Le philosophe français d’origine camerounaise Franklin Nyamsi, enseignant de philosophie à Rouen, est lui aussi dans le viseur du gouvernement d’Emmanuel Macron.
Le vendredi 5 mai 2023, il a été suspendu de ses fonctions d'enseignant pour une durée de trois mois, sans salaire. L’Education nationale lui reproche d’avoir failli à l'obligation de réserve, pour ses critiques virulentes de la politique africaine de la France sur les réseaux sociaux.
Suivi par un peu plus d’un demi-million de personnes sur les réseaux sociaux, il anime quotidiennement une chronique satirique sur les “dérives” de la Françafrique.
Il y passe en revu les “collusions mafieuses” entre la France et les gouvernements africains, démonte les logiques d’appauvrissement et d’asservissement des masses populaires africaines, dénonce les manœuvres des confiscations du pouvoir “sous le regard bienveillant de la France”.
Les gouvernements du Niger, du Mali et du Burkina Faso sont montrés comme des exemples d'une “Afrique en quête d'indépendance. Les gouvernements ivoiriens, béninois, camerounais, congolais, togolais, etc. ainsi que leurs dirigeants ne bénéficient pas des mêmes faveurs”.

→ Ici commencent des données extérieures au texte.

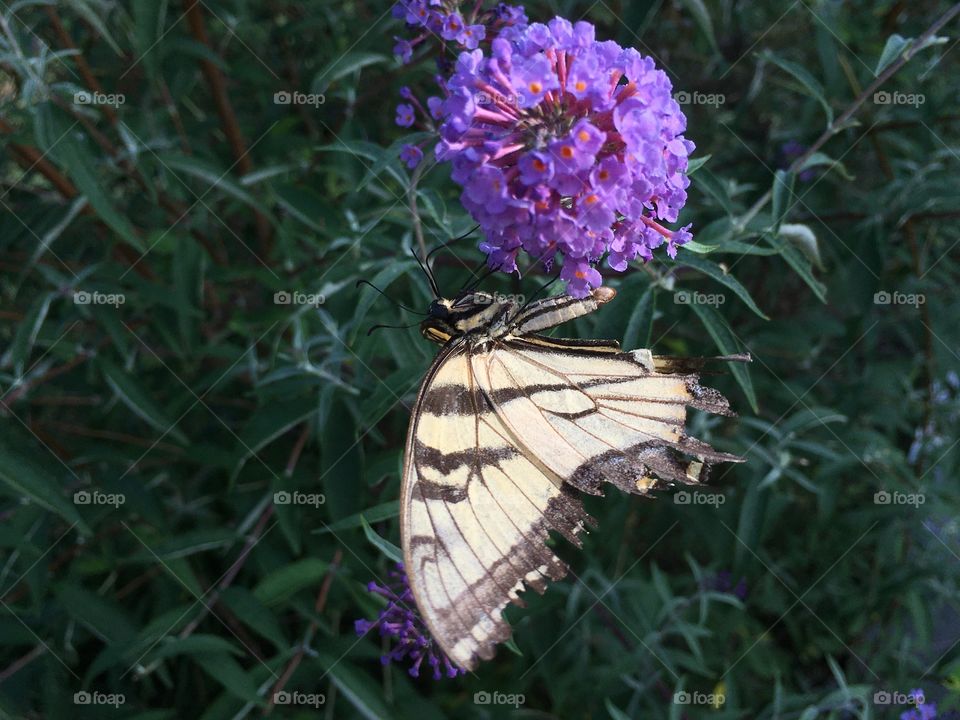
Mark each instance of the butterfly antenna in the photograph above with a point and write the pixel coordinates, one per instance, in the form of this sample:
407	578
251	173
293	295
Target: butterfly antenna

Seule femme dans ce “trio honni de la macronie”, l’activiste Camerouno-Suisse Nathalie Yamb est interdite d’entrée et de séjours en France depuis 2022. Suivie par plus d’un demi-million de personnes, elle utilise les réseaux sociaux pour décrier les dérives des relations entre la France et l’Afrique”.

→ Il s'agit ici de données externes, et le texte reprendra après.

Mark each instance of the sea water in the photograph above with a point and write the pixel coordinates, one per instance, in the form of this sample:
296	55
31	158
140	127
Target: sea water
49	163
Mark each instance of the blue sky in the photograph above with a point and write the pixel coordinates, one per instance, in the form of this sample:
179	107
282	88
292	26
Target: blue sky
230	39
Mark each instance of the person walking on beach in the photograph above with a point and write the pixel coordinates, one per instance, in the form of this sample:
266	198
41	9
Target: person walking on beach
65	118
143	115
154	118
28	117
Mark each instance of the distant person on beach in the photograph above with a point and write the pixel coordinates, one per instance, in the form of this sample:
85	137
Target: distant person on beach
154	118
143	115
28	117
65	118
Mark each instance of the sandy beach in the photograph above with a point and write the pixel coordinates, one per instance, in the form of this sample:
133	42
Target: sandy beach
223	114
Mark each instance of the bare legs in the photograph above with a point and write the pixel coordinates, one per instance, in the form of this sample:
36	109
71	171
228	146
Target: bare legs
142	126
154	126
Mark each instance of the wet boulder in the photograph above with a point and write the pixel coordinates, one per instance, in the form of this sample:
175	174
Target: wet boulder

Surnommée "la dame de Sotchi", en référence à un discours remarqué lors du premier sommet Russie-Afrique, qui s'est tenu en 2019 dans cette ville russe, Nathalie Yamb est soupçonnée par les autorités françaises de travailler pour les intérêts russes et d’encourager “la violence contre les symboles de la France”.
L’autisme de la France
S’adressant à TRT Français, le journaliste et analyste politique spécialiste de l’Afrique de l’Ouest Raphaël Mvogo soutient que, ces agissements du gouvernement français remettent en cause le “riche héritage culturel que la France a légué à l'humanité”.
“Historiquement, dit-il, la France est la patrie des droits de l’Homme, avec la révolution française qui a consacré la liberté d’expression”, dit-il. “Il y a comme un recul qui nous ramène dans cette France qui avait contraint les écrivains, intellectuels et artistes à l’exil pour leurs idées”, ajoute Mvogo. Il cite le cas de Victor Hugo contraint à l'exil, pour avoir contesté avec des élus de gauche, le coup d’Etat de Louis Napoléon Bonaparte en 1851.

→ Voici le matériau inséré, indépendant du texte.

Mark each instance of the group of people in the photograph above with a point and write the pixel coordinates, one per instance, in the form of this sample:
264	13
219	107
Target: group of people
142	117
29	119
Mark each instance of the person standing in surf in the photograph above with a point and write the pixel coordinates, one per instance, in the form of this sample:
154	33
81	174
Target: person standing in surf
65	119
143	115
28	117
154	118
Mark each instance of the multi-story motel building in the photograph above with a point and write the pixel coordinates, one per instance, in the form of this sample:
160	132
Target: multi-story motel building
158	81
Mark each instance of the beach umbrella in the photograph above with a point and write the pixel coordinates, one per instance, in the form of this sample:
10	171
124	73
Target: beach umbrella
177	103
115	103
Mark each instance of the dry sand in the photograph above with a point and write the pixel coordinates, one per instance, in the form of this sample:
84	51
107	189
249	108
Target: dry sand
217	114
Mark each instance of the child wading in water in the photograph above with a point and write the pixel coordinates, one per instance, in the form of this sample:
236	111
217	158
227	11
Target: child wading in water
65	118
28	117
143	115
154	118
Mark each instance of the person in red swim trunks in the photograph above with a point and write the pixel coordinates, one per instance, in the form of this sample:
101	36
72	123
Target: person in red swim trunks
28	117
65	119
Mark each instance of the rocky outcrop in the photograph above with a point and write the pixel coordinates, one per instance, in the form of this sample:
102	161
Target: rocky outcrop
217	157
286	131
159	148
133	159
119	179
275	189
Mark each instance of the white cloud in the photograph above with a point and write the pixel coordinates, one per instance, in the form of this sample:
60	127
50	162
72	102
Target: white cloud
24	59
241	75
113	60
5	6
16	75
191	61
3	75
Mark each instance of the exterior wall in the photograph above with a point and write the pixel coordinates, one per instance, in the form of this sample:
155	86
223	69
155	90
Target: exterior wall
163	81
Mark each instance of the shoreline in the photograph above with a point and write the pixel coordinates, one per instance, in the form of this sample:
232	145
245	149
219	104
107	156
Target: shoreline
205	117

Pour l’analyste politique, les prises de positions des intellectuels et activistes africains contre la françafrique sont “des signaux, des cris d’alarme qu’il faut décrypter minutieusement pour des réponses adéquates”.
Au moment où la pauvreté gagne du terrain sur le continent du fait “des élites politiques corrompues et soutenues par la France, il faut une autre politique qui profite aussi aux populations”, souligne Raphaël Mvogo.
La France d’Emmanuel Macron écoutera-t-elle cette clameur venue d’Afrique, portée par les activistes et intellectuels honnis aujourd’hui ? Rien n’est moins sûr et le gouvernement français semble enfermé dans une espèce d’autisme suicidaire.
La dernière actualité nous apprend que l’ambassadrice pour l’image de la France en Afrique Anne Sophie Avé, a accusé devant une commission parlementaire, Alain Foka, ancien journaliste de RFI, de travailler contre les intérêts français. Le journaliste se défend de promouvoir ”sans condescendance ni complaisance” à travers des plateformes numériques les aspirations de l’Afrique.